Jonathan checks the maximum temperature of 33.5 degrees on 1st July at Oxford University's Radcliffe Meteorological Station

Jonathan checks the maximum temperature of 33.5 degrees on 1st July at Oxford University's Radcliffe Meteorological Station

A pupil from Shipston High School was on hand last week to help University meteorologists record Oxford's third hottest July day since 1880.

Jonathan, aged 15, was on work experience at the School of Geography and Environment. He visited the Radcliffe Meteorological Station at Green Templeton College with the University's weather recorders. They recorded Wednesday's (1st July) maximum temperature at 33.5 degrees.

Jonathan, who is particularly interested in extreme weather events, said "Actually seeing the mercury line in the thermometer made it feel real".

Back at the School of Geography and Environment Jonathan searched through the original archives of weather recordings to discover that this year's 1st July temperature was beaten only twice since 1880: by 12th July, 1923 (33.9 degrees) and 19th July, 2006 (34.8 degrees).

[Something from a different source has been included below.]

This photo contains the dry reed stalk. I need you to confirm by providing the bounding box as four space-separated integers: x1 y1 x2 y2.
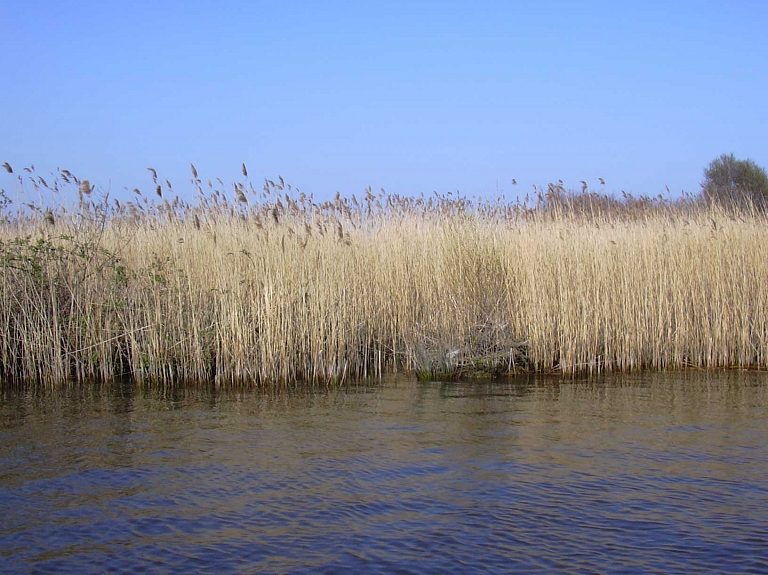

In May this year the Radcliffe Station received an award from the UK Met Office in recognition of its 200th anniversary. The station holds the longest series of temperature and rainfall records for one site in Britain, with daily full records from 1815, and less frequent observations dating as far back as 1767.

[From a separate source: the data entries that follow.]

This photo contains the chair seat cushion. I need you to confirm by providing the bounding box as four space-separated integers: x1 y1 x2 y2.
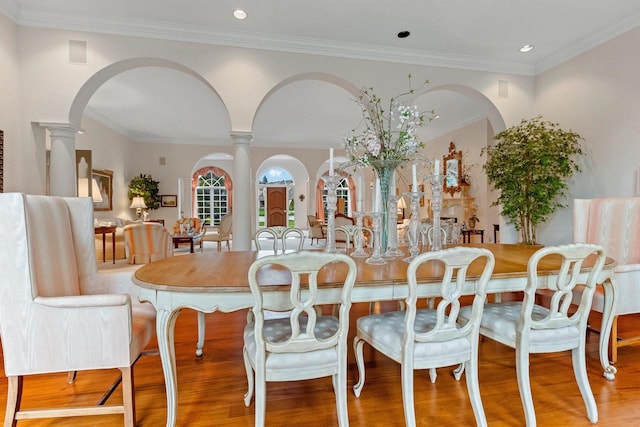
357 310 471 362
460 302 581 350
244 316 340 371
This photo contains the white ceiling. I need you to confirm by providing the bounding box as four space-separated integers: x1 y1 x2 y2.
5 0 640 147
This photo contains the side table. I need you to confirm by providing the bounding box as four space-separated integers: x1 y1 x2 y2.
462 229 485 244
95 226 116 264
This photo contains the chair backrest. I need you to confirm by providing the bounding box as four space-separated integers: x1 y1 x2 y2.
522 244 606 331
406 247 495 345
574 198 640 267
335 225 372 248
248 252 357 353
307 215 320 227
218 214 233 235
123 222 173 264
254 226 305 253
417 224 447 249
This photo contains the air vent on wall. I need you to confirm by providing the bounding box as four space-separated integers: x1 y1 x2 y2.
69 40 87 64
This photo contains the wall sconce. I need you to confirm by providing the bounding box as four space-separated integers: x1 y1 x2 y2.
298 194 305 202
129 196 147 220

The maximum temperature of 33.5 degrees on Wednesday 1st July was the 3rd highest for a July day since 1880 at Oxford University's Radcliffe Meteorological Station.

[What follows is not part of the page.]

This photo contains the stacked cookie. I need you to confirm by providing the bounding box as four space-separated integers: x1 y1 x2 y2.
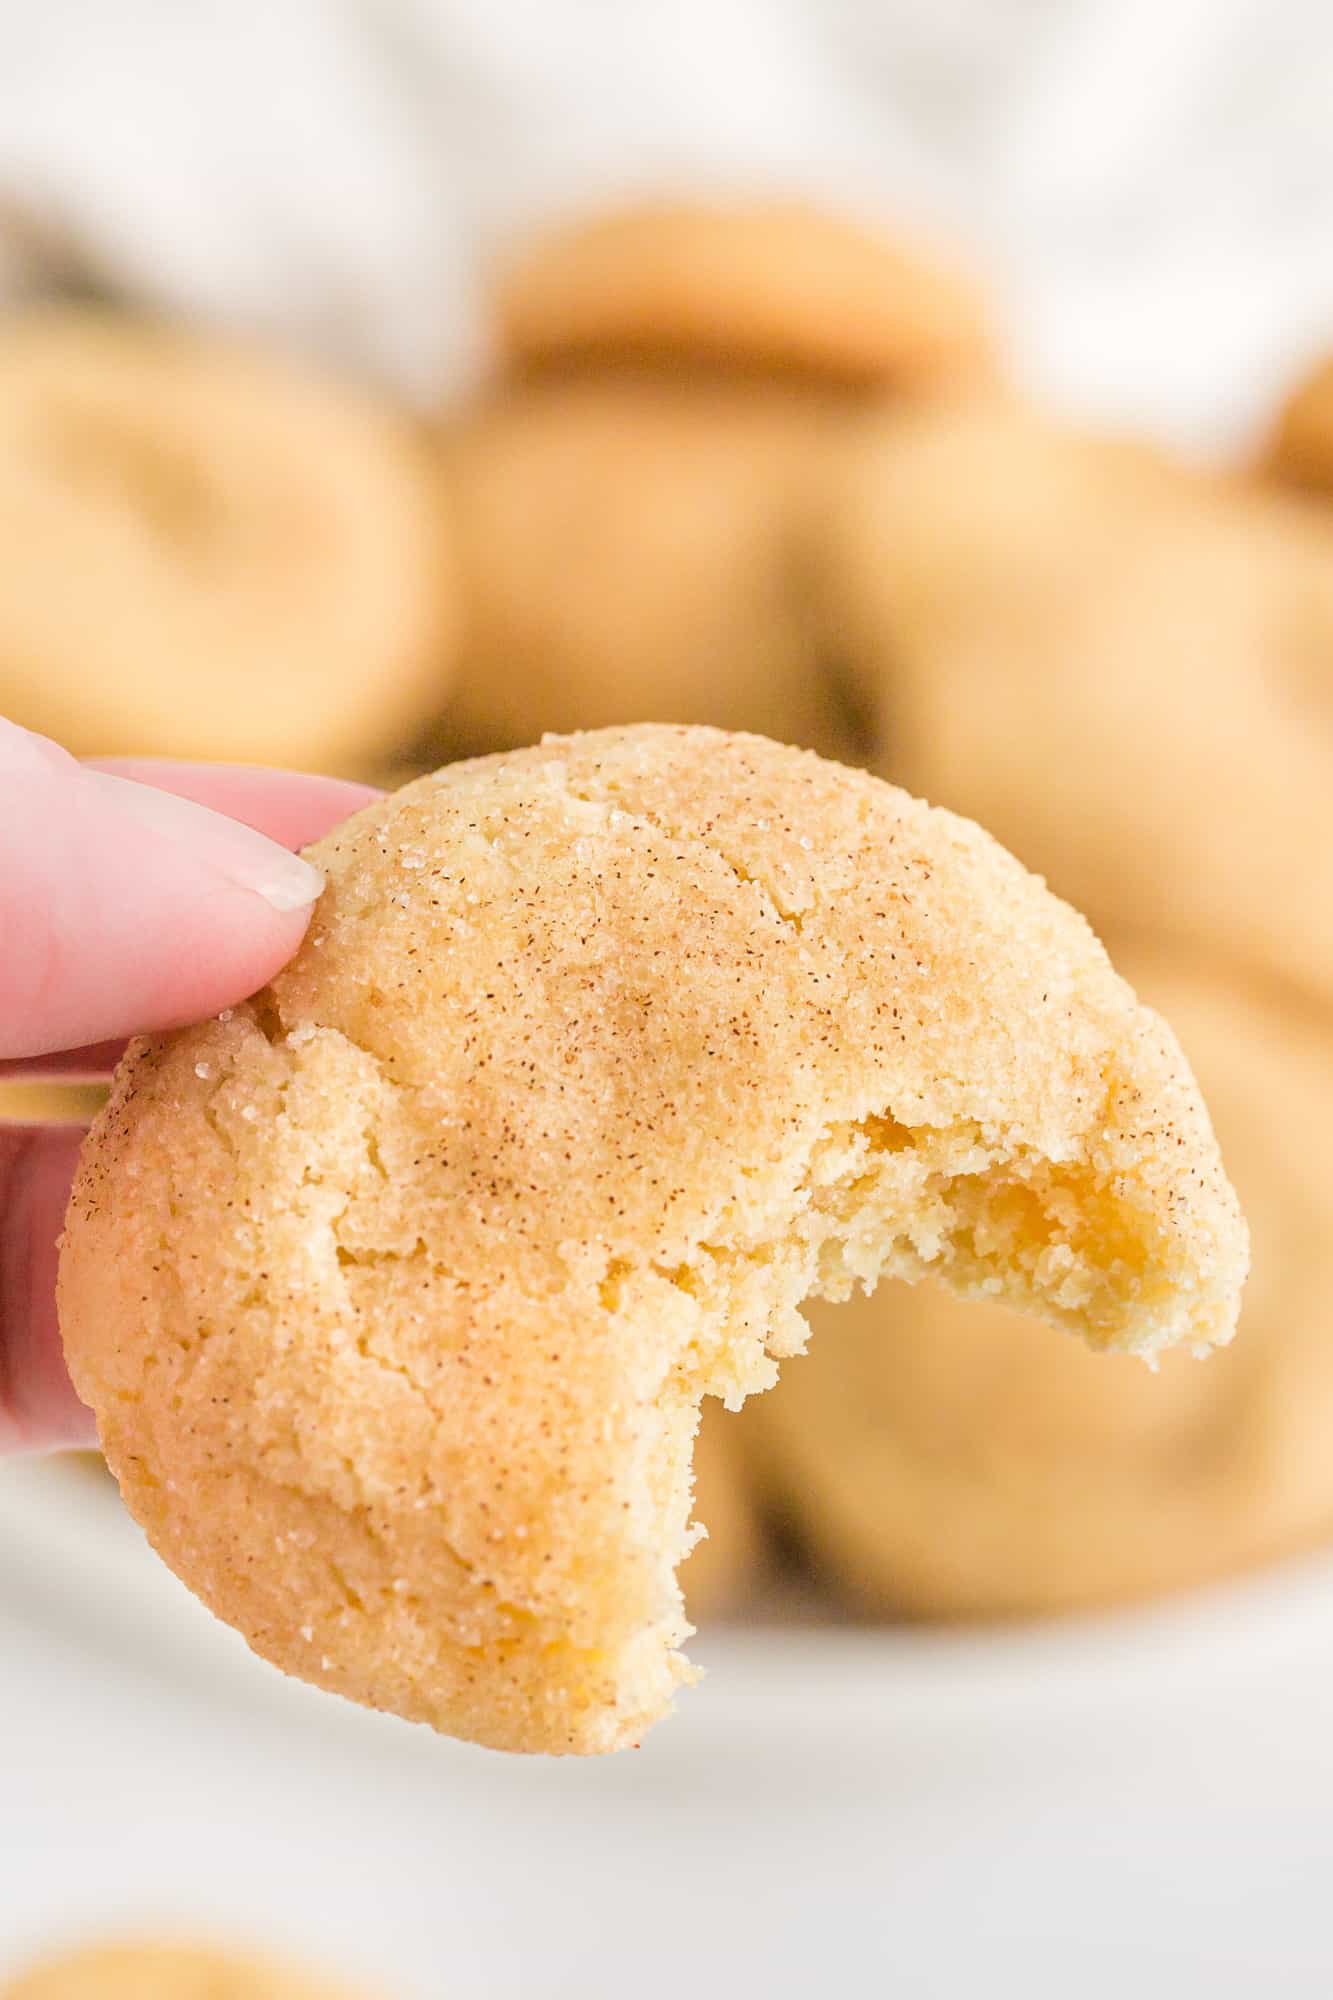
744 359 1333 1619
432 198 992 760
461 200 1333 1627
6 196 1330 1638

The maximum temperature of 33.5 degrees on Wednesday 1st July was the 3rd highest for a July day since 1880 at Oxford University's Radcliffe Meteorological Station.

Jonathan, who hopes to study Maths and Physics as well as Geography at A Level, had a varied week. Alongside recording weather measurements he also helped research the role of earthworms in the "big picture, total ecosystem" of Oxford's world famous Wytham Woods.